Getting better at something you are not systematically measuring is very slow. It took me three months to realise I was making the same mistake in every phone screen — and I only realised it because I started logging every round in Gaply's Interview Tracker and the pattern became impossible to ignore.
What You Log and Why It Matters
For every interview round, the tracker captures:
- Company and role
- Round number and type (phone screen, technical, behavioral, final)
- Interview date and interviewer name
- Outcome: Cleared, Not Selected, or Awaiting Result
- Self-rating: 1–5 stars for how you felt you performed
- What went well — specific points from the conversation
- What to improve — specific things you would do differently
- Additional notes — anything else worth remembering
This takes about five minutes to complete immediately after an interview, while everything is fresh.
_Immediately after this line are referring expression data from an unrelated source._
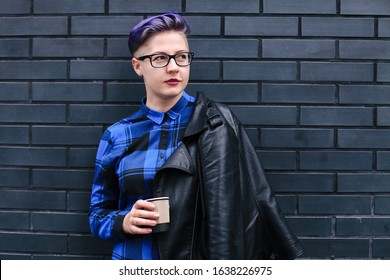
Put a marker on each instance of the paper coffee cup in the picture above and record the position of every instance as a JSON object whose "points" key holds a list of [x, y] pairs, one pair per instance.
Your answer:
{"points": [[162, 207]]}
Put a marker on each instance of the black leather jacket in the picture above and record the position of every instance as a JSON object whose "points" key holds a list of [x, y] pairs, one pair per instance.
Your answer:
{"points": [[220, 202]]}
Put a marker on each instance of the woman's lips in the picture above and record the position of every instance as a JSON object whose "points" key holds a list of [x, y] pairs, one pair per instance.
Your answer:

Those five minutes are some of the highest-leverage time in an entire job search.
The Pattern I Would Never Have Seen Without the Data
After logging 12 rounds across eight companies, I looked at the summary statistics. My overall pass rate was 38%. My self-ratings averaged 3.2 out of 5. And then I looked at the "What to improve" section across all 12 entries.
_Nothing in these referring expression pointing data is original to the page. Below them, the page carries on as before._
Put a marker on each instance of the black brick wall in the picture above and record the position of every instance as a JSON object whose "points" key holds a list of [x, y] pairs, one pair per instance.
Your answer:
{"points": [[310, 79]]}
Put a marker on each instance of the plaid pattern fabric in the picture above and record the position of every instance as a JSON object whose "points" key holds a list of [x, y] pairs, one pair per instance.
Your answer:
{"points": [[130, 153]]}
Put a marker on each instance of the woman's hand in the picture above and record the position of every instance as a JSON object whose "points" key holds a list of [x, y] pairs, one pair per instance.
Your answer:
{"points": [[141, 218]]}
The same phrase appeared seven times in slightly different forms: "Gave too much context before the point," "Took too long to get to the answer," "Spent too much time on background, not enough on the outcome."
I was burying the headline. In every interview, I was starting with extensive context and ending with the result. Interviewers, by the time I got to the actual answer, had often checked out or lost the thread. The fix was simple: lead with the conclusion, then explain how I got there. BLUF — Bottom Line Up Front.
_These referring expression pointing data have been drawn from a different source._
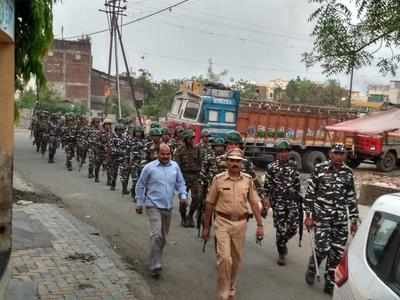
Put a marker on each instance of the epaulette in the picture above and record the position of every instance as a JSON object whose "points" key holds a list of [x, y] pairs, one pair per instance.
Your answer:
{"points": [[246, 175], [221, 174]]}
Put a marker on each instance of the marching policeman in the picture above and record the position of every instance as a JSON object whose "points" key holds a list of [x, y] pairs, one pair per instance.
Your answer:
{"points": [[282, 187], [330, 193], [230, 194], [188, 157]]}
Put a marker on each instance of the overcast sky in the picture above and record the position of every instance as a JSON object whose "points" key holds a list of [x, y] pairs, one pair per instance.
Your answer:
{"points": [[256, 40]]}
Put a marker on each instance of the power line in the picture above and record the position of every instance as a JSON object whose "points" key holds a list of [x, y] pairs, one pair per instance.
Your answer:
{"points": [[219, 19], [169, 8], [144, 53]]}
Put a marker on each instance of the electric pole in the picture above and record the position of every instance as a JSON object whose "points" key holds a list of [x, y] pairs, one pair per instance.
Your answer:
{"points": [[115, 10]]}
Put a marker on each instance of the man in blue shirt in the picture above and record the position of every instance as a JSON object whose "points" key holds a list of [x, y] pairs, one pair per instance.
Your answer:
{"points": [[155, 190]]}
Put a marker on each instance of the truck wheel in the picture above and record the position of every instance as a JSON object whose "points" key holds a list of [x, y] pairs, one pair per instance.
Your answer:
{"points": [[387, 163], [295, 156], [311, 159], [353, 163]]}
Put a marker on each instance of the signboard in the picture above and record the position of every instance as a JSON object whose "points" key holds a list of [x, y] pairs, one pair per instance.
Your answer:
{"points": [[7, 17]]}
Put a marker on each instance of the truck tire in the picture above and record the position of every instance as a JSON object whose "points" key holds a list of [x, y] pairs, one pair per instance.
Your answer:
{"points": [[353, 163], [387, 162], [311, 159], [295, 156]]}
I changed this in my next four interviews. My pass rate went from 38% to 71% over the following six weeks. Same experience. Same skills. Completely different structure in how I delivered my answers.
The Self-Rating Discrepancy
One of the more interesting insights was the gap between my self-ratings and my actual outcomes. I gave myself a 4/5 for two interviews I failed and a 2/5 for one interview I passed. My subjective sense of how it went was a poor predictor of the actual outcome.
Tracking this discrepancy over time helped me calibrate. When I felt confident after an interview (high self-rating) it often meant I had been comfortable, not effective. The most productive interviews often felt harder — more pushback, more follow-up questions — which I was misreading as going badly.
That recalibration changed how I interpreted real-time signals during interviews. Instead of getting rattled by tough follow-up questions, I learned to see them as interest, not attack.
Using the Data to Prepare for Future Rounds
Before any interview, I now review every previous entry for that company and for similar company types. I can see exactly what went well in my previous phone screen at a similar-sized startup, what I said in my technical round that the interviewer pushed back on, and what questions caught me off-guard.
This turns every new interview into a continuation of an ongoing investigation rather than a cold start. The data from round one directly improves my preparation for round two.